EP444 Endogenous intoxication as a symptom of advanced gynecological cancer

Introduction/Background Development of endogenous toxicosis in cancer patients is facilitated by intensification of catabolic processes, activation of proteolysis, accumulation of biomolecule oxidation products, together with disrupted detoxification and excretion. The purpose of the study was to evaluate endogenous toxicosis in patients with gynecological cancers of different stages. Methodology The blood of 136 patients aged 32–76 years was studied: ovarian cancer, OC (stage I–II) n=10, ascitic OC, AsOC (stage III) n=18, advanced OC, AdOC (stage IV) n=18, non-metastatic cervical cancer, CC (stage III) n=29, metastatic CC, MCC (stage III–IV) n=27, primary vulvar cancer, VC (stage III) n=34. 20 non-cancer women of comparable age were controls.
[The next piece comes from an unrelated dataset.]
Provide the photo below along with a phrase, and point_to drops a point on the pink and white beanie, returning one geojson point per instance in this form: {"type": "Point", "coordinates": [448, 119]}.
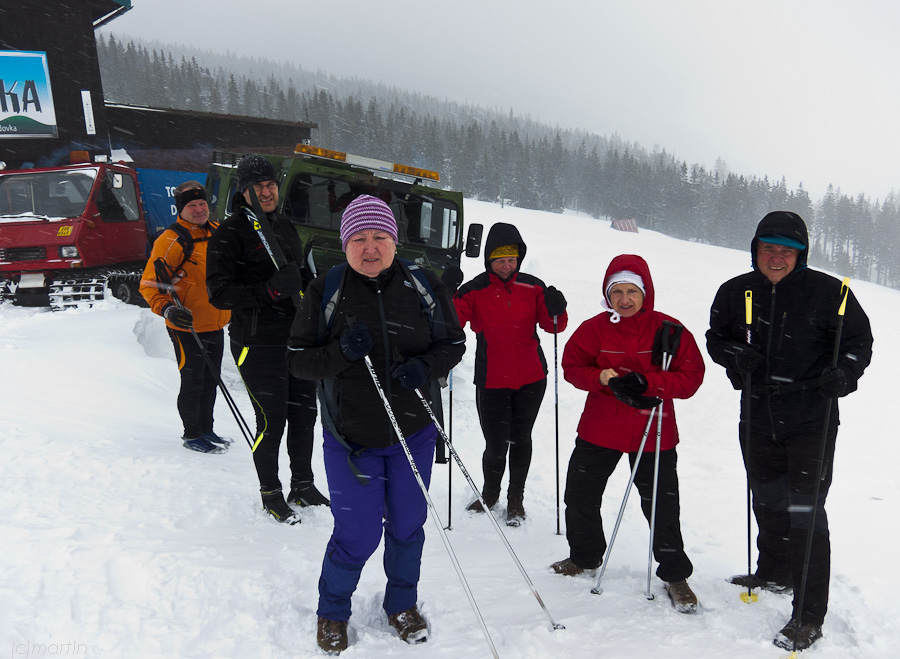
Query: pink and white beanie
{"type": "Point", "coordinates": [367, 212]}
Medium weight molecules (MWM) at wavelengths of 254 nm and 280 nm were determined, as well as total albumin concentration (TAC), effective albumin concentration (EAC), albumin binding capacity (ABC) - EAC/TAC • 100%, and intoxication coefficient (IC) - MWM254/EAC • 1000. Results EAC was decreased in all groups compared to controls, with maximal decrease in AsOC (48.1%) and minimal in OC (I–II st) - 20.3%. In CC and VC, EAC decrease was 33–40.7%. ABC decreased in AsOC by 37.3%, in OC (I–II st) by 14.8%, in OC by 25.5–35.1%, CC and VC - 27.7–36%. The highest concentrations of both MWM fractions (254 nm and 280 nm) were noted in AsOC (exceeded the norm by 16.8% and 77.2%) and OC I–II st (exceeded the norm by 25.4% and 74.8%). Elevated MWM280 levels were observed in MCC - 26.7%, and AdOC - 49%. IC in AdOC exceeded controls by 2.1 times, in AsOC by 2.3 times. In other groups of patients, IC was 28.5–90.5% higher than in controls (on average by 53.5%). Conclusion Patients with advanced cancers showed the greatest abnormalities in the detoxification system associated with the accumulation of endogenous products and dysfunction of natural detoxification and biotransformation systems. Disclosure Nothing to disclose.